‘It: A Coisa’, muito susto, nada de medo
Uma visão superficial e forçada do angustiado universo infantil
Foi longo e prazeroso meu idílio com a literatura desse retratista do mal chamado Stephen King, assim como ocorreu com Lovecraft, seu tenebroso e doentio antecessor. E um dia o calafrio desapareceu, sua potente droga já não me dava barato, tudo começava a soar como fórmula e repetição. No meio de seu romance It abandonei o que já tinha sido um paraíso em meus melhores momentos, sempre um refúgio quando a tormenta recrudescia. Não voltei a King até há alguns anos, com o criativo e agradável Novembro de 63, uma viagem no túnel do tempo para evitar o assassinato de John F. Kennedy, e a inquietante Doutor Sono, protagonizada por demônios (como não) sob a aparência de adoráveis aposentados que percorrem o país em caravanas encurralando suas vítimas. King, esse best-seller com causa, foi um vício provisório do qual me recordo com notável gratidão.

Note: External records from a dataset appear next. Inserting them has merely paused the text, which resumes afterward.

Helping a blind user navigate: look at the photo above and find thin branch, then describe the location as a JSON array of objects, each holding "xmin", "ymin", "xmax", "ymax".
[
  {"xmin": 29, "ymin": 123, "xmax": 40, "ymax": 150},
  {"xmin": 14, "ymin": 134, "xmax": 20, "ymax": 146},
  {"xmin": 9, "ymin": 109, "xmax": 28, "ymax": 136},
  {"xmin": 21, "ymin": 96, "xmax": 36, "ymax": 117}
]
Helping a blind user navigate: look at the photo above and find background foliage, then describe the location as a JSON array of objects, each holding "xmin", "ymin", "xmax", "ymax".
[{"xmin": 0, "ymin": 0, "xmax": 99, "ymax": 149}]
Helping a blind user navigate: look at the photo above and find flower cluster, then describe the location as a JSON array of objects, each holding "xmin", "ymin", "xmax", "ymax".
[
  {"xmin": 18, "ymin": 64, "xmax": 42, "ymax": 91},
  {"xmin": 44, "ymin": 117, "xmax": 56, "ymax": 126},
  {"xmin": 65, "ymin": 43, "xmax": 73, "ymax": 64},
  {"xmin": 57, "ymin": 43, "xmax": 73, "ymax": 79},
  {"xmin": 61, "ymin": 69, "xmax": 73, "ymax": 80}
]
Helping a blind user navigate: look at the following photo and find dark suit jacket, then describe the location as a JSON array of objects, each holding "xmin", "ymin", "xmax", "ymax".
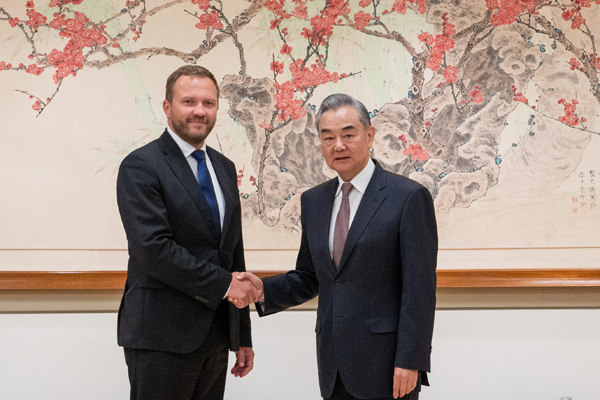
[
  {"xmin": 257, "ymin": 163, "xmax": 437, "ymax": 399},
  {"xmin": 116, "ymin": 130, "xmax": 251, "ymax": 354}
]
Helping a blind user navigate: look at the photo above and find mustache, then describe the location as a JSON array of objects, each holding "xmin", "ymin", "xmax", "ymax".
[{"xmin": 187, "ymin": 118, "xmax": 207, "ymax": 123}]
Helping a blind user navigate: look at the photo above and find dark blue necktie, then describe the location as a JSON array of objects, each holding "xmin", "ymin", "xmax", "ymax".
[{"xmin": 191, "ymin": 150, "xmax": 221, "ymax": 234}]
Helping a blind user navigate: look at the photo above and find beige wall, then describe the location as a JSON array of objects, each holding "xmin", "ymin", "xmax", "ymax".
[{"xmin": 1, "ymin": 309, "xmax": 598, "ymax": 400}]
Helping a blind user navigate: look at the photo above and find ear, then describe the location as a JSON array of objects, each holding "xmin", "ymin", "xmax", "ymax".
[
  {"xmin": 162, "ymin": 99, "xmax": 171, "ymax": 117},
  {"xmin": 366, "ymin": 125, "xmax": 375, "ymax": 147}
]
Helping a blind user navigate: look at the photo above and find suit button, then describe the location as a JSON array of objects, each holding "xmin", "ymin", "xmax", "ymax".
[{"xmin": 335, "ymin": 281, "xmax": 341, "ymax": 286}]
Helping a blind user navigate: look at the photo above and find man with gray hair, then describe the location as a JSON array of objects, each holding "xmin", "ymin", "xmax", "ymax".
[{"xmin": 235, "ymin": 93, "xmax": 438, "ymax": 399}]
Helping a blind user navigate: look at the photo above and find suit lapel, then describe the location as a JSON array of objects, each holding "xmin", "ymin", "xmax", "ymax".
[
  {"xmin": 159, "ymin": 131, "xmax": 220, "ymax": 243},
  {"xmin": 207, "ymin": 146, "xmax": 235, "ymax": 247},
  {"xmin": 337, "ymin": 165, "xmax": 387, "ymax": 272}
]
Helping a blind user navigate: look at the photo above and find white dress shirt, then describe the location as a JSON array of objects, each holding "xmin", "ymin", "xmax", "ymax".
[
  {"xmin": 167, "ymin": 127, "xmax": 225, "ymax": 229},
  {"xmin": 328, "ymin": 158, "xmax": 376, "ymax": 258}
]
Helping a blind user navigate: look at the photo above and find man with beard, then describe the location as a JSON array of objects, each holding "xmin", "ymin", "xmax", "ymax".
[{"xmin": 116, "ymin": 65, "xmax": 261, "ymax": 400}]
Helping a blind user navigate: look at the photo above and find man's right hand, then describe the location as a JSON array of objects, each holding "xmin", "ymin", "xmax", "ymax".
[{"xmin": 228, "ymin": 272, "xmax": 263, "ymax": 308}]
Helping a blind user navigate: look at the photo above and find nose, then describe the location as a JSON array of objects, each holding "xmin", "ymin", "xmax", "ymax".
[
  {"xmin": 192, "ymin": 103, "xmax": 207, "ymax": 117},
  {"xmin": 334, "ymin": 137, "xmax": 346, "ymax": 151}
]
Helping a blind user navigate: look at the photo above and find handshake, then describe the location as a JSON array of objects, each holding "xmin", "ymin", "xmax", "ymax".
[{"xmin": 227, "ymin": 272, "xmax": 263, "ymax": 309}]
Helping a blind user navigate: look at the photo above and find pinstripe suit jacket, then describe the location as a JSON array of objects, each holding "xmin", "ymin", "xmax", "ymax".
[{"xmin": 257, "ymin": 162, "xmax": 437, "ymax": 399}]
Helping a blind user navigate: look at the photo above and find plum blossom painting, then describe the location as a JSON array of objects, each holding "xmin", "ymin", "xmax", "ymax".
[{"xmin": 0, "ymin": 0, "xmax": 598, "ymax": 271}]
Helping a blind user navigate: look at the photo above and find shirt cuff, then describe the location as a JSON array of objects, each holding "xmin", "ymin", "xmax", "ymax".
[{"xmin": 223, "ymin": 282, "xmax": 231, "ymax": 299}]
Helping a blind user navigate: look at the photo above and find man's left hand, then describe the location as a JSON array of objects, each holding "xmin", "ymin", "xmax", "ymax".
[
  {"xmin": 230, "ymin": 347, "xmax": 255, "ymax": 378},
  {"xmin": 393, "ymin": 367, "xmax": 418, "ymax": 398}
]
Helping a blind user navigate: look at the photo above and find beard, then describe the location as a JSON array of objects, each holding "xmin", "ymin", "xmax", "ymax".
[{"xmin": 171, "ymin": 115, "xmax": 215, "ymax": 147}]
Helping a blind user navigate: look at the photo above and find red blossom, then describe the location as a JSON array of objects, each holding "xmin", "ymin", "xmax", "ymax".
[
  {"xmin": 513, "ymin": 92, "xmax": 528, "ymax": 103},
  {"xmin": 292, "ymin": 4, "xmax": 307, "ymax": 19},
  {"xmin": 0, "ymin": 61, "xmax": 6, "ymax": 71},
  {"xmin": 195, "ymin": 10, "xmax": 223, "ymax": 30},
  {"xmin": 263, "ymin": 0, "xmax": 292, "ymax": 21},
  {"xmin": 443, "ymin": 65, "xmax": 458, "ymax": 84},
  {"xmin": 562, "ymin": 9, "xmax": 574, "ymax": 21},
  {"xmin": 25, "ymin": 63, "xmax": 44, "ymax": 76},
  {"xmin": 470, "ymin": 88, "xmax": 483, "ymax": 103},
  {"xmin": 398, "ymin": 134, "xmax": 407, "ymax": 143},
  {"xmin": 557, "ymin": 98, "xmax": 582, "ymax": 126},
  {"xmin": 442, "ymin": 20, "xmax": 456, "ymax": 36},
  {"xmin": 353, "ymin": 11, "xmax": 373, "ymax": 30},
  {"xmin": 486, "ymin": 0, "xmax": 498, "ymax": 9},
  {"xmin": 425, "ymin": 14, "xmax": 455, "ymax": 71},
  {"xmin": 32, "ymin": 100, "xmax": 42, "ymax": 111},
  {"xmin": 403, "ymin": 143, "xmax": 429, "ymax": 162},
  {"xmin": 391, "ymin": 0, "xmax": 406, "ymax": 14},
  {"xmin": 418, "ymin": 32, "xmax": 434, "ymax": 46},
  {"xmin": 191, "ymin": 0, "xmax": 210, "ymax": 9},
  {"xmin": 280, "ymin": 1, "xmax": 349, "ymax": 47},
  {"xmin": 9, "ymin": 17, "xmax": 19, "ymax": 28},
  {"xmin": 259, "ymin": 121, "xmax": 272, "ymax": 130},
  {"xmin": 25, "ymin": 1, "xmax": 35, "ymax": 8},
  {"xmin": 280, "ymin": 44, "xmax": 292, "ymax": 54},
  {"xmin": 24, "ymin": 8, "xmax": 47, "ymax": 31},
  {"xmin": 390, "ymin": 0, "xmax": 426, "ymax": 15},
  {"xmin": 272, "ymin": 59, "xmax": 344, "ymax": 122},
  {"xmin": 572, "ymin": 14, "xmax": 585, "ymax": 29},
  {"xmin": 42, "ymin": 11, "xmax": 108, "ymax": 83},
  {"xmin": 270, "ymin": 19, "xmax": 281, "ymax": 30},
  {"xmin": 486, "ymin": 0, "xmax": 541, "ymax": 27},
  {"xmin": 589, "ymin": 54, "xmax": 600, "ymax": 68},
  {"xmin": 274, "ymin": 81, "xmax": 306, "ymax": 122},
  {"xmin": 270, "ymin": 61, "xmax": 284, "ymax": 74},
  {"xmin": 359, "ymin": 0, "xmax": 371, "ymax": 7},
  {"xmin": 425, "ymin": 120, "xmax": 431, "ymax": 127},
  {"xmin": 569, "ymin": 57, "xmax": 581, "ymax": 70},
  {"xmin": 288, "ymin": 59, "xmax": 340, "ymax": 91}
]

Suspeito que seja o escritor que mais vezes foi adaptado para o cinema. Um amigo familiarizado com a Internet me garante que, entre filmes e séries, somam-se mais de duzentas versões em que o nome de Stephen King aparece nos créditos. Adaptarm suas histórias para contá-las em imagens os autores mais diversos, dos mais descuidados a superproduções e filmes B, artistas e artesãos – seus livros são uma tentação ancestral e permanente para qualquer cristão. Curiosamente, os filmes baseados em sua obra de que mais gosto não são estritamente de terror. Falo dos emotivos e excelentes Conta comigo e Um sonho de liberdade. Foram dirigidas primorosamente por Rob Reiner e Frank Darabont. Reiner também continuou sua promissora relação com a escrita de King no assustador Misery, que descreve o inferno que se torna a vida de um escritor acidentado graças a sua maior fã, uma assassina psicopata. E Darabont retornou a King no angustiante, desolador e subvalorizado O nevoeiro, que provoca muito medo ao constatar que o pior do ser humano pode aparecer quando os monstros estão se aproximando à saída de um supermercado em meio à névoa impenetrável. Não sofro de amnésia, e sei que o santificado e intocável Kubrick dirigiu a suposta obra-prima O iluminado. Mas não compartilho desse entusiasmo generalizado e a interpretação do aqui insuportável Jack Nicholson me parece digno de pena de morte.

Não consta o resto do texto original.